Enclosure, Moher, Co. Leitrim
Co. Leitrim |
Enclosures
Beneath the grass of a football pitch in Moher, Co. Leitrim, a circular enclosure roughly 22 metres across lies invisible to anyone standing on it.
It gives itself away only from the air, where a cropmark traces the line of a narrow fosse, a shallow ditch cut into the earth, about a metre wide, forming an almost perfect ring in what was formerly pasture. The ground above has long since been levelled and pressed into use for sport, but the buried archaeology persists, disclosed by the differential growth of grass over disturbed soil.

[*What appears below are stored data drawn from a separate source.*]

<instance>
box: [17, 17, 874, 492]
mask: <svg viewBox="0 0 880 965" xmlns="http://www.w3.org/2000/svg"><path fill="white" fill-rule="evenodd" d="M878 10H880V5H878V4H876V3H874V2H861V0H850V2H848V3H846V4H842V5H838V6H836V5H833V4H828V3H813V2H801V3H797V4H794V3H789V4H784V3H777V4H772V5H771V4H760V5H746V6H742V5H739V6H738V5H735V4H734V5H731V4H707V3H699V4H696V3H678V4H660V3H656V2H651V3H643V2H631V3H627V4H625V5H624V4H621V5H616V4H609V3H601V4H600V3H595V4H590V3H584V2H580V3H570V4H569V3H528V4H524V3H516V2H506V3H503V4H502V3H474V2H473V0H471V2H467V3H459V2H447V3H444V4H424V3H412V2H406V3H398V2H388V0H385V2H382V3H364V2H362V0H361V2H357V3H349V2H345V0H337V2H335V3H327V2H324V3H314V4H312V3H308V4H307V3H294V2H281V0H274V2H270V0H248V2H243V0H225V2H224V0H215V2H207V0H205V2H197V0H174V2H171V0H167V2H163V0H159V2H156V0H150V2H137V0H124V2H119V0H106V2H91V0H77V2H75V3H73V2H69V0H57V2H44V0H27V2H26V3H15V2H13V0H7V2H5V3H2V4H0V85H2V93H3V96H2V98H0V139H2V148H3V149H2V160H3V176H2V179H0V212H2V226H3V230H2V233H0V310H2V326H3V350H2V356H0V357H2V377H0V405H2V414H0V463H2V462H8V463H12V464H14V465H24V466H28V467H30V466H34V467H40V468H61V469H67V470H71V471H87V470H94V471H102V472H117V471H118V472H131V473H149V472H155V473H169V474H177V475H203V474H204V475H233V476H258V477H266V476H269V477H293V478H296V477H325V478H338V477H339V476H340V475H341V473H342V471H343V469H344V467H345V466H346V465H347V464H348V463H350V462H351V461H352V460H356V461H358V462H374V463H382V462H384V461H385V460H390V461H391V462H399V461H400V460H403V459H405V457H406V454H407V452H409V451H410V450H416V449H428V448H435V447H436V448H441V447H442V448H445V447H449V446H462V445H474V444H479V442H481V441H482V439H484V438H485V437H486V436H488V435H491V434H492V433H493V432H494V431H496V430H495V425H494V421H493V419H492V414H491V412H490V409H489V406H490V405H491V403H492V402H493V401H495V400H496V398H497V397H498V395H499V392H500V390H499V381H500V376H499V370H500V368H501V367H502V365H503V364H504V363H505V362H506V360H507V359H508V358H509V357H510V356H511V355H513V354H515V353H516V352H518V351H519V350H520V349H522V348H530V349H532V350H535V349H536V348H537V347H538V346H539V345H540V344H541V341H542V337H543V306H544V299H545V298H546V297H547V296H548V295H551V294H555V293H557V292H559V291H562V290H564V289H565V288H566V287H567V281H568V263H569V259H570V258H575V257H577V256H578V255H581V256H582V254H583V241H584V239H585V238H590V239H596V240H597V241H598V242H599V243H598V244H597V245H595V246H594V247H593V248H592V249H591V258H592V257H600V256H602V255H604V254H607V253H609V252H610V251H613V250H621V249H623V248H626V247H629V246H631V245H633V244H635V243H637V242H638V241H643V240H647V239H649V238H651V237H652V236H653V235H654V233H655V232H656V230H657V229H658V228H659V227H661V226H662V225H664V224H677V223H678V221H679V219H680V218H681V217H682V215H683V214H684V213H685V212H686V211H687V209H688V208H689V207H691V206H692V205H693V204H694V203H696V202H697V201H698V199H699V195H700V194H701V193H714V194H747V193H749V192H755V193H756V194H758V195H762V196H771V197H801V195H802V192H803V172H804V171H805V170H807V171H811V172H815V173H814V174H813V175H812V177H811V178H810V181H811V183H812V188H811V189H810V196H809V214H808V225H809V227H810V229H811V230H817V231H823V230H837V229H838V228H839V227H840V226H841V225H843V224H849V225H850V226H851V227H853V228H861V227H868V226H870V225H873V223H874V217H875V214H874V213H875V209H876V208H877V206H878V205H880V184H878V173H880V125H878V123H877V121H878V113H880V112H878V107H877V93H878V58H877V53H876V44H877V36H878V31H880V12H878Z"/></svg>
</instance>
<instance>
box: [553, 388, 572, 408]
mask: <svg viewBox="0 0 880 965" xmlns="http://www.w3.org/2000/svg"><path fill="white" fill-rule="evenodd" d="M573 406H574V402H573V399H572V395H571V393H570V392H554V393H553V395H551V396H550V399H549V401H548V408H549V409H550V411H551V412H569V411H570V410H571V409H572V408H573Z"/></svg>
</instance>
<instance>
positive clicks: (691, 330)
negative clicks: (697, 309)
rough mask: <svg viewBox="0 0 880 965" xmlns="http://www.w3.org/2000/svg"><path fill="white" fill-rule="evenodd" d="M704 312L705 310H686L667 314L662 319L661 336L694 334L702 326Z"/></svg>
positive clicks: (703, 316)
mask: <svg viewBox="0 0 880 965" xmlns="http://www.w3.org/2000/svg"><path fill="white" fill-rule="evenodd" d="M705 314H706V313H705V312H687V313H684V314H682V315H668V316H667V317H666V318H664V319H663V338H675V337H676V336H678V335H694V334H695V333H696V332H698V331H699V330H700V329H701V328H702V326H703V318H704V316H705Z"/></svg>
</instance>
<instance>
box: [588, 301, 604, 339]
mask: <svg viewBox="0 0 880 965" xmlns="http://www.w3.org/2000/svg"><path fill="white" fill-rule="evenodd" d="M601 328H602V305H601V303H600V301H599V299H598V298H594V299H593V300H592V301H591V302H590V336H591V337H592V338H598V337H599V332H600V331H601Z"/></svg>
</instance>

The enclosure was identified by Jean-Charles Caillere from aerial imagery, and the cropmark pattern is precisely the kind of trace that early settlement sites leave behind in the Irish landscape. Enclosed circular areas of this scale are commonly associated with ringforts, the farmsteads of early medieval Ireland, though without excavation it is impossible to assign a precise date or function to this particular feature. What sharpens the interest here is that a second enclosure, slightly larger, sits only about 17 metres to the north-east. Paired or clustered enclosures are known elsewhere in Ireland and may reflect separate but related activity at a single location, perhaps successive phases of use, or neighbouring farmsteads occupied at the same time.